Sport: Best Seat in the House

The best seat in the house was not in Yankee Stadium or in Milwaukee's County Stadium, but in front of any TV set in the land. NBC whisked the home spectator all over the field almost as intimately as the ball itself, perched him right behind the umpire at home plate, let him look over the pitcher's shoulder, or into the dust cloud at third. It was a job that took teamwork as smooth as any on the ballfield. Alertly swung and aimed cameras sent a confusing pell-mell of images from all angles into a control room where split-second decisions distilled the chaos into the crisp, orderly telecasts that brought the World Series to baseball's biggest audience—some 40 million all over the U.S., Canada and, for the first time, "over the horizon" to beisbol-slappy Cuba.

NBC's decision to cover Yankee Stadium with four color cameras made a tough job even tougher. Using six black-and-white cameras in Milwaukee, the same crew achieved more fluent coverage from a greater variety of angles. Though the vast majority of viewers saw even the colorcasts in the black-and-white version, color demanded cameras three times as bulky (and balky), and the engineers had to "paint" constantly with their control knobs to cope with changes in lighting and color temperature. Their pains reproduced some vivid ballpark atmosphere. The grass sometimes turned Kentucky blue and the shaded areas filled with indigo murk, but improved equipment averted the blind shadows that plagued the first (and only previous) color Series in 1955.

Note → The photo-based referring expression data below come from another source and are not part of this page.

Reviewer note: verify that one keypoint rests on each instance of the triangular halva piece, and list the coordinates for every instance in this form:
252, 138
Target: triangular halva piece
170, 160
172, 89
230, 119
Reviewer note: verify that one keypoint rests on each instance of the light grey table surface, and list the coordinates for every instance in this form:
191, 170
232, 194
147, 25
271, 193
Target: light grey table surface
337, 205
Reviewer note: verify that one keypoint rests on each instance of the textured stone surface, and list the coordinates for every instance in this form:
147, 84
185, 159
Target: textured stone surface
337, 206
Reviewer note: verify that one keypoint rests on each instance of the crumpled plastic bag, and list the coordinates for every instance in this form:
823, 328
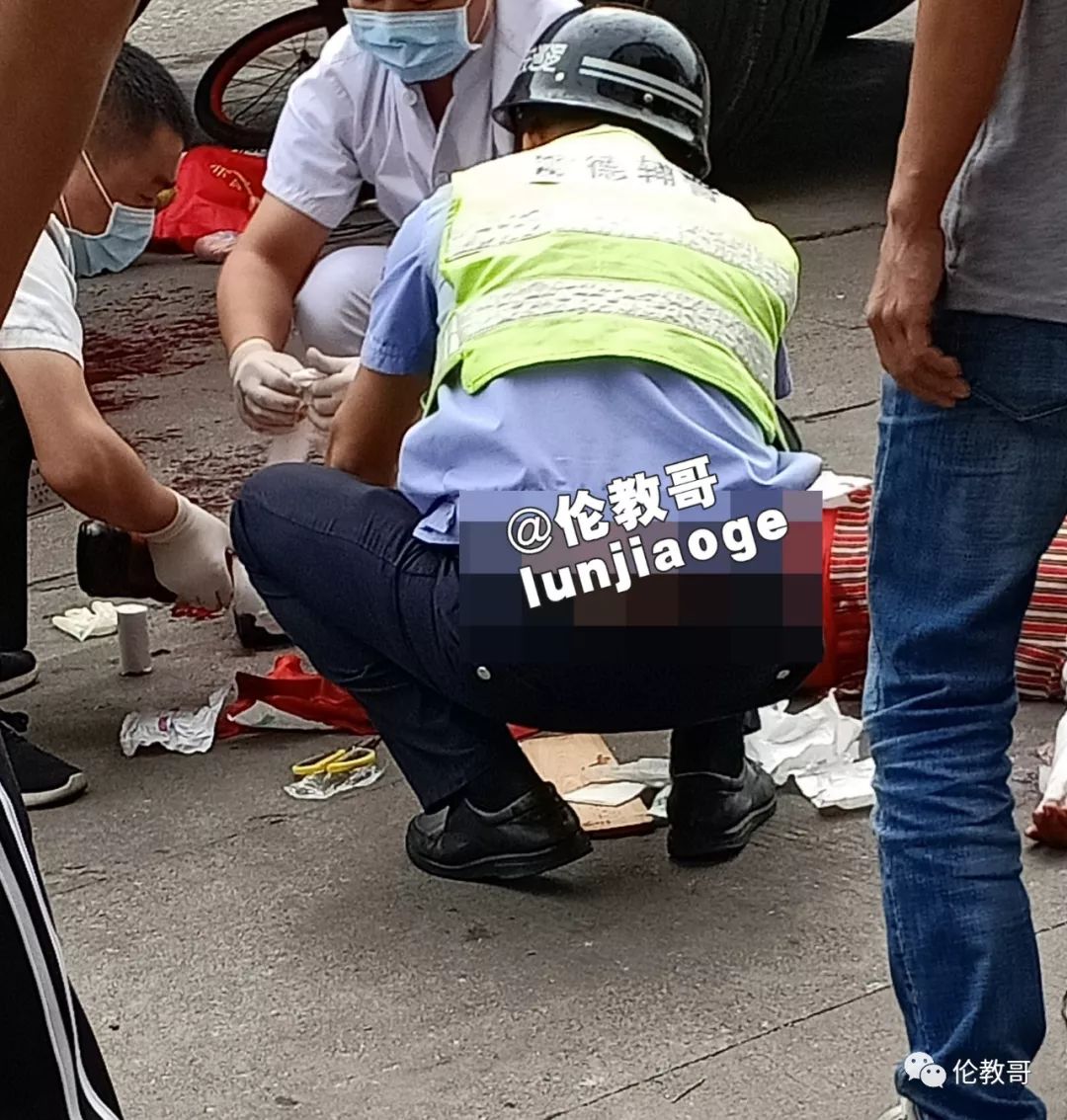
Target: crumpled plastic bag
818, 747
836, 488
185, 733
99, 619
791, 745
845, 786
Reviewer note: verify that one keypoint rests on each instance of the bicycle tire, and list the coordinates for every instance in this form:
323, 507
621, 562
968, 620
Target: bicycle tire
208, 100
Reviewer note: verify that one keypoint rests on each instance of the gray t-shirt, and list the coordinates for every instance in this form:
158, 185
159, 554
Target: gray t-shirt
1006, 219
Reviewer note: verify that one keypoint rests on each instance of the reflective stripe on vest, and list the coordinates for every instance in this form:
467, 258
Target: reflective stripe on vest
595, 247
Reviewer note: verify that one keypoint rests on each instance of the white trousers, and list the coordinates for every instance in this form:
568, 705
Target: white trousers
333, 308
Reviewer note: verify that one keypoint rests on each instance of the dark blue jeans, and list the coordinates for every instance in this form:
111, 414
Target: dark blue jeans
376, 612
966, 501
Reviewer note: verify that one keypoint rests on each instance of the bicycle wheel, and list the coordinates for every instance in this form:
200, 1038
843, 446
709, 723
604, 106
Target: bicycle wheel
241, 94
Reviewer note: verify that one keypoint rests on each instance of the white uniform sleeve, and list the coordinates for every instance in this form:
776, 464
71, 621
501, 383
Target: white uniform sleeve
43, 314
311, 166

Battle Stations. At Yankee Stadium a mile and a half of cable linked the cameras with NBC's color mobile unit in the street outside. Within the curbstone control room, nine shirtsleeved men were wedged into a maze of apparatus like submariners at battle stations, lit by little more than the flicker of eight TV monitoring screens. Director Harry Coyle, 35, an ex-bomber pilot who, like most of the others in the mobile unit, is a veteran of TV's infancy, chain-smoked from his perch on a high stool, his eyes darting back and forth. Crammed in front of him and to his left stood screens flashing four different views of the game, plus a fifth monitor linked to another camera focused on cards bearing players' names. Above this cluster of screens hung two more: one showed the picture that Coyle had just decided to put on home sets; the second, like the batter's on-deck circle, carried whatever shot he could foresee as the next.

Producer Perry Smith, standing behind Coyle, wore two headsets—one connecting him to the Radio City studio where most of the Gillette commercials were fed into home screens, the other into the stadium to a man alongside Announcer Mel Allen, whose voice blatted through the control room above the hum of air conditioners. Smith kept a score card, called out what action possibilities lay in the next play. With two men out in the second inning, Joe Adcock was on second, and Milwaukee Catcher Crandall came up to bat. Smith sang out: "Next man up is the pitcher. They might walk Crandall."

"Take Three," called Coyle. "On Three," echoed Technical Director Walter Serafin into his private line to the cameramen, and he punched a button that put Camera Three on the air. It showed a side view of Crandall in the batter's box, with catcher and umpire behind him.